One way to acquire data for your research or personal data projects is to download data, known as scraping, directly from websites. There are many ways to go about solving a problem of getting data from a website. Some non-technical methods are available but today, we are going to use the Python programming language to scrape some data from a website data table.
In this brief tutorial, we will get tabular data from Wikipedia. We will use the popular Python libraries Pandas and Requests.
First, we need to install the libraries.
pip install pandas pip install requests
Next, we start coding.
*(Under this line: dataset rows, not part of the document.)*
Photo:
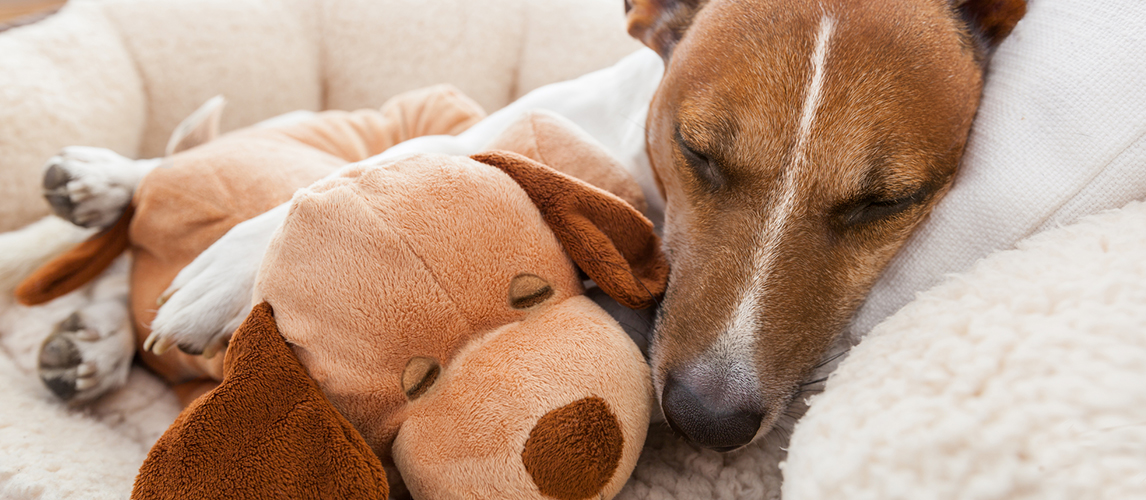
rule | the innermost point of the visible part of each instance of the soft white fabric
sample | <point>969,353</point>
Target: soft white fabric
<point>48,451</point>
<point>1022,379</point>
<point>122,73</point>
<point>1060,133</point>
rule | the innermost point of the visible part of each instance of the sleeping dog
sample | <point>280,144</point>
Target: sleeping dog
<point>795,147</point>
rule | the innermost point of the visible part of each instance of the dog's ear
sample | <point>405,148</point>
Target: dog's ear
<point>199,127</point>
<point>266,431</point>
<point>606,237</point>
<point>660,23</point>
<point>990,21</point>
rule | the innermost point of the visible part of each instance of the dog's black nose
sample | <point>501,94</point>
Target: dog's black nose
<point>709,416</point>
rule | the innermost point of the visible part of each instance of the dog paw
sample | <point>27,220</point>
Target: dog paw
<point>88,354</point>
<point>211,297</point>
<point>91,187</point>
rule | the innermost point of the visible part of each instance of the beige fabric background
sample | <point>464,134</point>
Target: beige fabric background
<point>122,73</point>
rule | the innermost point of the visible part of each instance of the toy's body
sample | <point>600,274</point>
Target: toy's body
<point>434,302</point>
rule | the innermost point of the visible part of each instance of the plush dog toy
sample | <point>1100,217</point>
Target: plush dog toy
<point>428,313</point>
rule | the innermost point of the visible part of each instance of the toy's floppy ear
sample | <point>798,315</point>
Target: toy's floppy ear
<point>266,431</point>
<point>612,242</point>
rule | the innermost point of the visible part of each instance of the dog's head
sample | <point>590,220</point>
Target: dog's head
<point>436,302</point>
<point>798,145</point>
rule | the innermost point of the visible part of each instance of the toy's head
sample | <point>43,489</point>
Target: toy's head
<point>437,304</point>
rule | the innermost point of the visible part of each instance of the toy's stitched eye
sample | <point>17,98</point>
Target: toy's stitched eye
<point>420,374</point>
<point>527,290</point>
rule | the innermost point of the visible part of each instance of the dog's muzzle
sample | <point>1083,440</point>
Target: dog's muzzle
<point>711,413</point>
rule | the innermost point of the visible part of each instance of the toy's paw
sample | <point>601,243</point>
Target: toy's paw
<point>91,187</point>
<point>211,297</point>
<point>89,353</point>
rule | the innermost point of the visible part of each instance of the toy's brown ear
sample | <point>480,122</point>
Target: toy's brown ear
<point>266,431</point>
<point>77,266</point>
<point>612,242</point>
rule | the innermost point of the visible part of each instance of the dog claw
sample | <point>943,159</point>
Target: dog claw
<point>85,383</point>
<point>78,364</point>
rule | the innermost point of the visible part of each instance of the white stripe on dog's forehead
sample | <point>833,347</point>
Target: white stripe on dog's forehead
<point>738,338</point>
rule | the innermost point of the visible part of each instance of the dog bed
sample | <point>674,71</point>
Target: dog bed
<point>1020,377</point>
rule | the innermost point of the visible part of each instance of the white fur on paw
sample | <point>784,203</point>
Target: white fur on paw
<point>89,353</point>
<point>91,187</point>
<point>211,297</point>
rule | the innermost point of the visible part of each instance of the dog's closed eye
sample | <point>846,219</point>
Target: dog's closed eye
<point>700,164</point>
<point>527,290</point>
<point>873,209</point>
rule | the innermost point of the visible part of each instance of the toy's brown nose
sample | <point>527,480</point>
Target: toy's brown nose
<point>709,415</point>
<point>573,451</point>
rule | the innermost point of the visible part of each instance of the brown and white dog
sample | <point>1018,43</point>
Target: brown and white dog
<point>798,143</point>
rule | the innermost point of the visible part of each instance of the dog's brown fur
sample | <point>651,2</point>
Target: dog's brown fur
<point>900,86</point>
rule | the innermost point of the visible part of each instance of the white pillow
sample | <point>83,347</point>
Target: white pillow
<point>1060,133</point>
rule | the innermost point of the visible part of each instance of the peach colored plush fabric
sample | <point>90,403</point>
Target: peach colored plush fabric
<point>416,259</point>
<point>197,195</point>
Import or call the libraries we are going to use.
import pandas as pd import requests
webpage = 'https://en.wikipedia.org/wiki/List_of_largest_manufacturing_companies_by_revenue'
page = requests.get(webpage) manufacturing_data = pd.read_html(page.text)
first_table = manufacturing_data[0]
print(first_table[0:15])
# specify your folder location data_folder = 'C:/Users/Name/Folder_Location'
first_table.to_csv('{}/manufacturing.csv'.format(data_folder), index=False)
Now, we have downloaded our scraped data into a CSV spreadsheet. We have completed our mission starting with scraping a table online and finishing with the downloaded CSV data.
One thing you will want to consider before web scraping is whether the site (or information) you are scraping has any copyrighted content or other issues that may be against the terms and conditions of the site.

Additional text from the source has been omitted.